Não Cure O Seu Vizinho. Algumas Reflexões Sobre Ajuda Psicológica Para Amigos E Familiares
Não Cure O Seu Vizinho. Algumas Reflexões Sobre Ajuda Psicológica Para Amigos E Familiares
Anonim

Um relacionamento dual em psicoterapia é uma situação em que o terapeuta atua em relação ao seu cliente em qualquer outro papel. (parente, amigo, amante, empregador, chefe, subordinado, consumidor ou outro prestador de serviço, etc.). A proibição de relacionamentos duplos está explicitada nos códigos de ética de muitas, senão de todas, comunidades psicológicas. Em países onde a atividade psicológica é licenciada, a violação desta proibição pode resultar na perda da prática.

No entanto, existem pessoas que nunca ouviram falar de tal regra ou não entendem o seu significado. Eu também quero falar sobre o significado. Muitos terapeutas profissionais precisam negar clientes em relacionamentos fora do consultório, bem como explicar aos amigos e familiares por que não há oportunidade de trabalhar com eles "como psicólogo". Mas as palavras gerais sobre ética profissional, via de regra, não explicam nada.

A recusa do psicólogo é mais facilmente explicada pela falta de vontade de trabalhar de graça. Mas não temos uma tradição de ajudar abnegadamente nossos vizinhos? Por que um psicólogo, aceitando a ajuda desinteressada de um amigo para consertar um computador, não pode retribuir na mesma moeda, "consertando" um pouco sua psique? E por que ele recusa esse serviço a conhecidos, mesmo por dinheiro?

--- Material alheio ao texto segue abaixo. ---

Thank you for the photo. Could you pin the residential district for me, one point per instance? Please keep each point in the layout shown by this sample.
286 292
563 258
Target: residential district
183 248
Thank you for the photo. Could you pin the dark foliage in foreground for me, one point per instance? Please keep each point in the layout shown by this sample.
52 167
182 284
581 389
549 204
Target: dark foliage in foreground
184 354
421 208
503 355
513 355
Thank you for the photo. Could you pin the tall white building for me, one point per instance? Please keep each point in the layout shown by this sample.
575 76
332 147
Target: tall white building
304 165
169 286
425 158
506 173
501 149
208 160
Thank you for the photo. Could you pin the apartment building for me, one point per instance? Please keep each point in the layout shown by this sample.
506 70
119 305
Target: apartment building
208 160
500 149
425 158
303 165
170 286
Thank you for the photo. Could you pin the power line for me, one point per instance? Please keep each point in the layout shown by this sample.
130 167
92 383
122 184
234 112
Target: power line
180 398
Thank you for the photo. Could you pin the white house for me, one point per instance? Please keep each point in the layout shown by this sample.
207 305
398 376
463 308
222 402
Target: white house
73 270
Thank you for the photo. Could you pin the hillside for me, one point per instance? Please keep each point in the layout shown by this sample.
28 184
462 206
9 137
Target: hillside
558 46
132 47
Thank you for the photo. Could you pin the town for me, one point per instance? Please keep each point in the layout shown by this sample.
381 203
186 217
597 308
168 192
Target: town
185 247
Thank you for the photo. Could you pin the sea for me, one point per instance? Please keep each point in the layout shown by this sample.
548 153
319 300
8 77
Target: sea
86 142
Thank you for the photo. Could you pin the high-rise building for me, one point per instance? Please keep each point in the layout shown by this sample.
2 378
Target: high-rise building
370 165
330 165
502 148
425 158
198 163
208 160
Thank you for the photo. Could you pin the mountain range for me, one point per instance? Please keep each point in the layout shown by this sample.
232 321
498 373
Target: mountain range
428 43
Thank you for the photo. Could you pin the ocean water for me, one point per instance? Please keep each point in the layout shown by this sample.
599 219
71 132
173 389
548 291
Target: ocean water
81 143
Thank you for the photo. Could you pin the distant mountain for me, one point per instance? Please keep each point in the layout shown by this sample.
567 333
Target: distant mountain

Devo dizer de imediato: não vejo problemas em partilhar conhecimentos profissionais. Para dar explicações sobre o tema, faça suposições diagnósticas e até "teste" alguma técnica em amigos - tudo isso pode ser oferecido de forma totalmente gratuita e para completar o prazer mútuo.

Sem falar em confortar, ouvir e apoiar - tudo isso faz parte do relacionamento normal com as pessoas, e os psicólogos fazem isso da mesma maneira que todo mundo. A psicologia permeia a vida das pessoas, e cada uma é um pequeno psicólogo para seus semelhantes. Em vários graus e em diferentes níveis, e isso é perfeitamente normal.

Mas a psicoterapia profissional não é apenas conhecimento, conselho e apoio. E onde falamos sobre o perigo de relacionamentos duplos - é importante prestar atenção à palavra "relacionamento". A psicoterapia é uma relação especialmente organizada, muito específica e, não tenho medo da palavra, antinatural. Não existem análogos na vida real. Eles são limitados a uma determinada estrutura e são criados para fins específicos.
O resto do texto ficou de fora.